1. Four branches of machine learning¶
- We have seen three specific types of machine learning problems: binary classification, multiclass classification, and scalar regression.
- All three are instances of supervised learning.
- Machine learning algorithms generally fall into four broad categories, described in the below.
Supervised learning¶
-
The most common case
-
It consists of learning to map input data to known targets (also called annotations), given a set of examples (often annotated by humans).
-
Generally, almost all applications of deep learning that are in the spotlight these days belong in this category.
- E.g., optical character recognition, speech recognition, image classification, and language translation
-
Although supervised learning mostly consists of classification and regression, there are more variants as well.
-
Sequence generation: Given a picture, predict a caption describing it.
-
Syntax tree prediction: Given a sentence, predict its decomposition into a syntax tree.
-
Object detection: Given a picture, draw a bounding box around certain objects inside the picture.
https://medium.com/@jonathan_hui/real-time-object-detection-with-yolo-yolov2-28b1b93e2088
-
Object segmentation: Given a picture, draw a pixe-level mask on a specific object.
-
Unsupervised learning¶
-
Finding interesting transformations of the input data without the help of any targets for the purpose of:
- data visualization
- data compression
- data denoising
- to better understand the correlations present in the data at hand
-
Dimensionality reduction and clustering are well-known categories of unsupervised learning.
Self-supervised Learning¶
- A specific intance of supervised learning
- Self-supervised learning is supervised learning without human-annotated labels.
- There are still labels involved, but they are generated from the input data.
- Examples
- autoencoders where the generated targets are the input
- predicting the next frame in a video, given past frames
- predicting the next word in a text, given previous words
Reinforcement learning¶
-
Reinforcement learning started to get a lot of attention after Google DeepMind successfully applied it to learning to play Atari games.
-
In RL, an agent receives information about its environment and learns to choose actions that will maximize some reward.
- For example, a neural network that "looks" at a video-game screen and outputs game actions in order to maximize its score can be trained via RL.
-
It can be applied to large range of real-world applications:
- self-driving cars, robotics, resource management, education, and so on.
2. Evaluating machine-learning models¶
-
In the previous examples, we split the data into a training set, a validation set, and a test set.
-
In machine learning, the goal is to achieve models that generalize - that perform well on never-before-seen data - and overfitting is the central obstacle.
-
Here, we will focus on how to measure generalization: how to evaluate machine-learning models
Training, validation, and test sets¶
-
Splitting the available data into three sets: training, validation, and test.

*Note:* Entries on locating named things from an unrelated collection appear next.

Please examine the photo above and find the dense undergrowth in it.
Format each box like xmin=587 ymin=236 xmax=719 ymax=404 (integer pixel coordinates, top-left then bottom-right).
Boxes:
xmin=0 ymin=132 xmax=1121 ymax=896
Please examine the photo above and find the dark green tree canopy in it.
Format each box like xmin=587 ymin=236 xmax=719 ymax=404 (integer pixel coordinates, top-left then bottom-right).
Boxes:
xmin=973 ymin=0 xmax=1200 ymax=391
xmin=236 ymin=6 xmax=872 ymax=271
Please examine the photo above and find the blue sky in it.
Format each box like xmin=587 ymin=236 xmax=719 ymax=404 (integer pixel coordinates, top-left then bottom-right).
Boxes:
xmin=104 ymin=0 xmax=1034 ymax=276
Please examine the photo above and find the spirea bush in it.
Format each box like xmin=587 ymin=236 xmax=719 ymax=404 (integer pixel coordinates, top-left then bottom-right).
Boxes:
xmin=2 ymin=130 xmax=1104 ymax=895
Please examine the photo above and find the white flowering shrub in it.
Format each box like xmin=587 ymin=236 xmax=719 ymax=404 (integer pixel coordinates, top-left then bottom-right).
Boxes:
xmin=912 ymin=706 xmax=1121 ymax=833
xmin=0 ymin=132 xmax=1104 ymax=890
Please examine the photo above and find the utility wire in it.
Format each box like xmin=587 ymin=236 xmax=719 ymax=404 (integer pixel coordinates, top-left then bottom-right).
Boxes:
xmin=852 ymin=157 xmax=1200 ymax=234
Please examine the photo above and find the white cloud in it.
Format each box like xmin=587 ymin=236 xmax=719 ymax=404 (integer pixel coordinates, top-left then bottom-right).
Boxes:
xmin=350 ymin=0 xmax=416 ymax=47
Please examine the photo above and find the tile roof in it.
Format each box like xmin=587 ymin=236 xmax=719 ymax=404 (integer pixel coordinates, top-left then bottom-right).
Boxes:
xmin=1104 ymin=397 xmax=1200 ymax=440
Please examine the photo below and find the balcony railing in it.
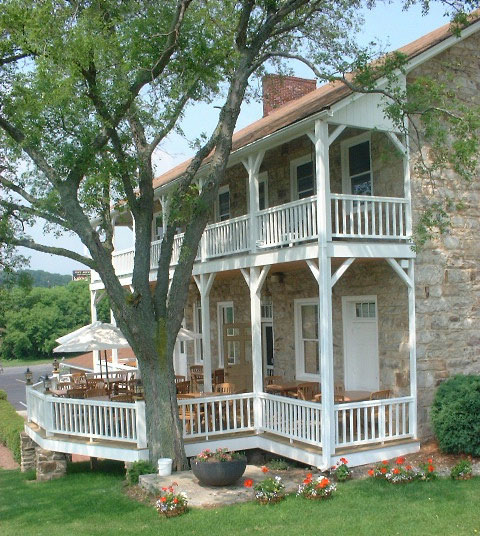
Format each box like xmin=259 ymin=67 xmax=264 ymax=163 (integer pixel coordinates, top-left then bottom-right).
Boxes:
xmin=92 ymin=194 xmax=411 ymax=281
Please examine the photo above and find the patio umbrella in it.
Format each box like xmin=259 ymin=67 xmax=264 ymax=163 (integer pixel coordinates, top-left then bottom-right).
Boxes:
xmin=53 ymin=321 xmax=130 ymax=380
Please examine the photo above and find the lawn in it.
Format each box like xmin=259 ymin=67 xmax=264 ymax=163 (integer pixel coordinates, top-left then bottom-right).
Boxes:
xmin=0 ymin=464 xmax=480 ymax=536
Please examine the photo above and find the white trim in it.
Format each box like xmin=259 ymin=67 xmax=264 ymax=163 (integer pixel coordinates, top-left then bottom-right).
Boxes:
xmin=340 ymin=131 xmax=374 ymax=195
xmin=290 ymin=153 xmax=316 ymax=201
xmin=342 ymin=294 xmax=380 ymax=390
xmin=293 ymin=297 xmax=323 ymax=382
xmin=217 ymin=301 xmax=235 ymax=368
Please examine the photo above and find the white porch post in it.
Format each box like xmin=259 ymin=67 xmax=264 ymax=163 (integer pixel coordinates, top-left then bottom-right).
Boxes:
xmin=408 ymin=259 xmax=417 ymax=438
xmin=90 ymin=290 xmax=100 ymax=372
xmin=312 ymin=120 xmax=335 ymax=467
xmin=194 ymin=273 xmax=216 ymax=391
xmin=242 ymin=151 xmax=265 ymax=252
xmin=241 ymin=265 xmax=270 ymax=430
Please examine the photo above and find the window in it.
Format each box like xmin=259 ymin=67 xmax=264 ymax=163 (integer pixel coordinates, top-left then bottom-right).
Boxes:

- We train on the training data and evaluate our model on the validation data.
- Once the model is ready, we test it one final time on the test data.
-
Why not have just two sets: a training set and a test set?
-
The reason is that developing a model always involves tuning its configuration.
- For example, choosing the number of layers or the size of the layers
- They are called the hyperparameters of the model, to distinguish them from the parameters, which are the network's weights.
- We do this tuning by using the performance of the model on the validation data.
- This tuning is a form of learning: a search for a good configuration in some parameter space.
- As a result, tuning the configuration of the model can quickly result in overfitting to the validation set, even though your model is never directly trained on it.
- For example, choosing the number of layers or the size of the layers
-
Central to this phenomenon is the notion of information leak.
- Every time you tune a hyperparameter of your model based on the model's performance on the validation set, some information about the validation data leaks into the model.
-
A model that performs artificially well on the validation set does not guarantee similar performance on the test set.
-
Simple hold-out validation
-
The simplest evaluation protocol
- If little data is available, then the validation and test sets may contain too few samples to be statistically representative of the data at hand.
- It is easy to observe: try different random shuffling rounds of the data
- If little data is available, then the validation and test sets may contain too few samples to be statistically representative of the data at hand.
-
Code example
# hold-out validation num_validation_samples = 10000 np.random.shuffle(data) validation_data = data[:num_validation_samples] data = data[num_validation_samples:] training_data = data[:] model = get_model() model.train(training_data) validation_score = model.evaluate(validation_data) # At this point you can tune your model! model = get_model() model.train(np.concatenate([training_data, validation_data])) test_score = model.evaluate(test_data)
-
-
k-fold validation
- Split the data into k partitions of equal size.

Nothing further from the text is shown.